To insert an element, simply call addKeyBST

BinTree *root = newBinTree(1);
addKeyBST(root, 2);
addKeyBST(root, 3);

Deletion

To delete an element, simply call removeKeyBST

removeKeyBST(root, 2);

Freeing Memory

To delete all of the nodes that exist in a BinTree, call releaseTree on the address of a BinTree to nullify the pointer and to free all of the nodes that were manually allocated.

releaseTree(&root); // root set to null

Disequilibrium Factor

We can measure the "unevenness" of a graph by comparing the heights of the left and right subtrees of the root. The disequilibrium factor is thus the positive difference between those two values. Therefore a graph with a disequilibrium factor of 0 has two subgraphs that are the same height.

heightBST(root);
deqFactor(root);

Printing

To "print" the graph, use the createDotBST function along with the name of the output file:

createDotBST(root, "output.dot");

Part B

In part B we study how the average height and average disequilibrium factor vary as a function of the size of the graph.

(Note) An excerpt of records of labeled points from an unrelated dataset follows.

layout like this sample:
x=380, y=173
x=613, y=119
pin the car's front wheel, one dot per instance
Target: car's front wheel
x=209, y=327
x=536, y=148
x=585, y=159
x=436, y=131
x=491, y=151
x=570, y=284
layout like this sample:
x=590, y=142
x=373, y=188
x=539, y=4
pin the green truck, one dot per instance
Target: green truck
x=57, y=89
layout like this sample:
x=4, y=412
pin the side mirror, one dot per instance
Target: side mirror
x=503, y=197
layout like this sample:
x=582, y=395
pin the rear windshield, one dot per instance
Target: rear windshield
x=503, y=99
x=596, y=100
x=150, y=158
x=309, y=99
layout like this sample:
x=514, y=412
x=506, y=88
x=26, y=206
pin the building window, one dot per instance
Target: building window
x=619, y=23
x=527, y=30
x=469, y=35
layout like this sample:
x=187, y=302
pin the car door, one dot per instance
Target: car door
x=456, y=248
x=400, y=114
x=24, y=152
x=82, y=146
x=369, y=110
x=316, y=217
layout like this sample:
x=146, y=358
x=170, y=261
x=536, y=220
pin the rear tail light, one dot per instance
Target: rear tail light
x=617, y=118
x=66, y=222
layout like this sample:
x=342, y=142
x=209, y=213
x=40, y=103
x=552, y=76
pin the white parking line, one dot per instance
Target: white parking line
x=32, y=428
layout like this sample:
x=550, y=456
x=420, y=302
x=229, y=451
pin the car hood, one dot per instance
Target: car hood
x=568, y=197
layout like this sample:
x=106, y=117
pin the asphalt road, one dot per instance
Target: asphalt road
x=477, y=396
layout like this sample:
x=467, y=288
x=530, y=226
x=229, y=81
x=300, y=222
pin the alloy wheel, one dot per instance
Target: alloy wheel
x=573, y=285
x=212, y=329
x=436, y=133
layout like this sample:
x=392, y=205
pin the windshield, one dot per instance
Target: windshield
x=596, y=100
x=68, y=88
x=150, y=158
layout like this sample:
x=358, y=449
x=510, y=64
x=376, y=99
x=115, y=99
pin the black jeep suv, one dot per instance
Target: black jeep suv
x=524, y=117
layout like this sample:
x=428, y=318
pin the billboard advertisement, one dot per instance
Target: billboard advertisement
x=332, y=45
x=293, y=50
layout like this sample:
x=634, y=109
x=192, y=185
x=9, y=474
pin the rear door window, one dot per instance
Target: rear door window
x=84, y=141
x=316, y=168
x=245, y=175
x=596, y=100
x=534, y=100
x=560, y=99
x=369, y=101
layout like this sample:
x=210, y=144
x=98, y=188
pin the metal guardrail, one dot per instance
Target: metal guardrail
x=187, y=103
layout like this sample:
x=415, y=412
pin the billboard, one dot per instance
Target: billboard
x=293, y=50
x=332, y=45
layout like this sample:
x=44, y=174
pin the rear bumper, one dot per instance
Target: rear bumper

Using the range function as defined in the ejovo library will give me a range of different sizes between 10 and maxSize that I can iterate through to store the average heights and disequilibrium factor.

We start off by creating a random graph with the createRandomTree function. This procedure generates a Fischer-Yates shuffle of the elements {1, ..., N} and then adds those elements to a newly constructed BinTree.

We use the heightBST function to recursively compute the height and the deqFactor function to gather the difference between the heights of the right and left subgraphs.